My novel Angel Mountain (Wipf and Stock Publishers, to be released this year) is about resurrection, dying and rising to new life. Our bodies grow in the dark womb, are born into brightness, gasping first breaths. Our spirits grow too, within the womb of Christ’s sacred heart, the womb of eternity manifested in time. In my story, the hermit Abram lives in a sandstone cavern, praying through his golden icons and singing psalms of glory to God. The cave is dark except for the shimmering light coming through the doorway. With dawn Abram rises to the light, continuing his song outside on the ledge, singing to the valleys and villages spread before him. The words in his soul are seasoned and aged and living. He is ready to touch others, to allow his words to baptize and resurrect.

Christian writers are people of baptism and resurrection. We are people of light, people of the day. We long to see, knowing we are blind, welcoming truth. And yet that blindness, that darkness, that sheltering in place, prepares us for the light of resurrection. Our words create and give flesh to the bones of our characters who enter a rainbow arcing Earth to Heaven. Our characters experience a resurrection of mind (opening to truth), of soul (opening to goodness), and of body (opening to healing). They are baptized with the holy, reborn.

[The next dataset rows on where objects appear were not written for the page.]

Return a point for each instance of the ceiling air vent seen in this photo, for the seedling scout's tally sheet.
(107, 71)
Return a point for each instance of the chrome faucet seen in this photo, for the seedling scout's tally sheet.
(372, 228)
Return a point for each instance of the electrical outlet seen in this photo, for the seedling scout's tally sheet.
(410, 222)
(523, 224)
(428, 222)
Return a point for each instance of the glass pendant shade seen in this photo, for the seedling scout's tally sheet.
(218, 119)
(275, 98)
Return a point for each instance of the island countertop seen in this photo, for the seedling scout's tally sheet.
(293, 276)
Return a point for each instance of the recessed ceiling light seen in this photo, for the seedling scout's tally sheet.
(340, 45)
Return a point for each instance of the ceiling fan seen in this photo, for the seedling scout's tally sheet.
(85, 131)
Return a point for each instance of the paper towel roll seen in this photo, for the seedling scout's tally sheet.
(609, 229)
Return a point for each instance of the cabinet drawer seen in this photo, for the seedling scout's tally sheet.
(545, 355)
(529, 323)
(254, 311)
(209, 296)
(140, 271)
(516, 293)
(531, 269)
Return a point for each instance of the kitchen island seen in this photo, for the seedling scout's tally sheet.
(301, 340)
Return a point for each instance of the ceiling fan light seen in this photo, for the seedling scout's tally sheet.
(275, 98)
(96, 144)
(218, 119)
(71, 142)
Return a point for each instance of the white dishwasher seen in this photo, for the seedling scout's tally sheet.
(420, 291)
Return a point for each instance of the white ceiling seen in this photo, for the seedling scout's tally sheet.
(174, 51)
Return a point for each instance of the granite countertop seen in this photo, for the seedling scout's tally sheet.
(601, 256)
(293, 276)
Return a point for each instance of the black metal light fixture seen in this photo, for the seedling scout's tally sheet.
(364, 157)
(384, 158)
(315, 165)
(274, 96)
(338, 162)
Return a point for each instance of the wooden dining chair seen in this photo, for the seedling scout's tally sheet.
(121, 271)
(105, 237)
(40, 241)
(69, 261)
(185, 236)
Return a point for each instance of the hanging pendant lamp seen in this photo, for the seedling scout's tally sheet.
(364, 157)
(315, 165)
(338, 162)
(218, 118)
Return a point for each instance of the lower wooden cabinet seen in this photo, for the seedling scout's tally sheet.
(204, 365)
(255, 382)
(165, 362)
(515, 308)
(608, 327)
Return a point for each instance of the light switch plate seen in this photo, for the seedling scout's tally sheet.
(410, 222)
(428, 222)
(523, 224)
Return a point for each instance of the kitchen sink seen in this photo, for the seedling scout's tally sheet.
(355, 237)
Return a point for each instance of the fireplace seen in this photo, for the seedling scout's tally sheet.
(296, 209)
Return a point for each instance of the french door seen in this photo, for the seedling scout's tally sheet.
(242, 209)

Christian writers are called to heal our world, to share and proclaim the cure to the pandemic of Adam’s Fall from Grace. Our words, conceived in the womb of story, grow in the dark to burst forth in the light. We show our readers the path to Heaven, through the Woods of the Cross, and finally to the river running by the throne of God.

As I await Angel Mountain’s birth, I sit in a sheltering shadow—a womb—of time, praying that the words on its pages will bring light to those who sit in darkness and in the shadow of death, baptizing them with resurrection.

How Christian writers shelter their stories, then baptize them with resurrection life. @Chrisunderland #ACFWBlogs #writing #writetips Click To Tweet

Christine Sunderland has authored six award-winning novels: Pilgrimage, set in Italy, Offerings, set in France, Inheritance, set in England, Hana-lani, set in Hawaii, The Magdalene Mystery, set in Rome and Provence (all Oaktara), and The Fire Trail (eLectio), set at UC Berkeley. She serves as Managing Editor for the American Church Union (www.AmericanChurchUnion.com). Visit Christine at www.ChristineSunderland.com (website and blog).

 

Comments 4

  1. There will be no shelter here,
    no more, not now, and not for me,
    but I have said goodbye to fear,
    for cancer is my Calvary.
    Pain will close my voice and throat;
    all right, OK, that all you’ve got?
    You see, my heart still gets a vote,
    and its ballot just will not
    be counted with the huddled mass,
    crying bitter tears of dread;
    though the end is coming fast
    I’m looking to bright skies ahead
    for my branch to Vine is grafted,
    and thus eternal life is crafted.

  2. Thank you, Andrew. I’m glad your mind and fingers are working… and yes, we are branches grafted onto the Vine. I too am looking to bright skies ahead. Blessings and thank you for your poetry. Amazing!

  3. Thanks, Al, for your words of encouragement over the years! Check out Andrew’s www. He posts full sonnets twice a week or more about his walk with God in the scary jungle of cancer. He’s a great gift to all of us.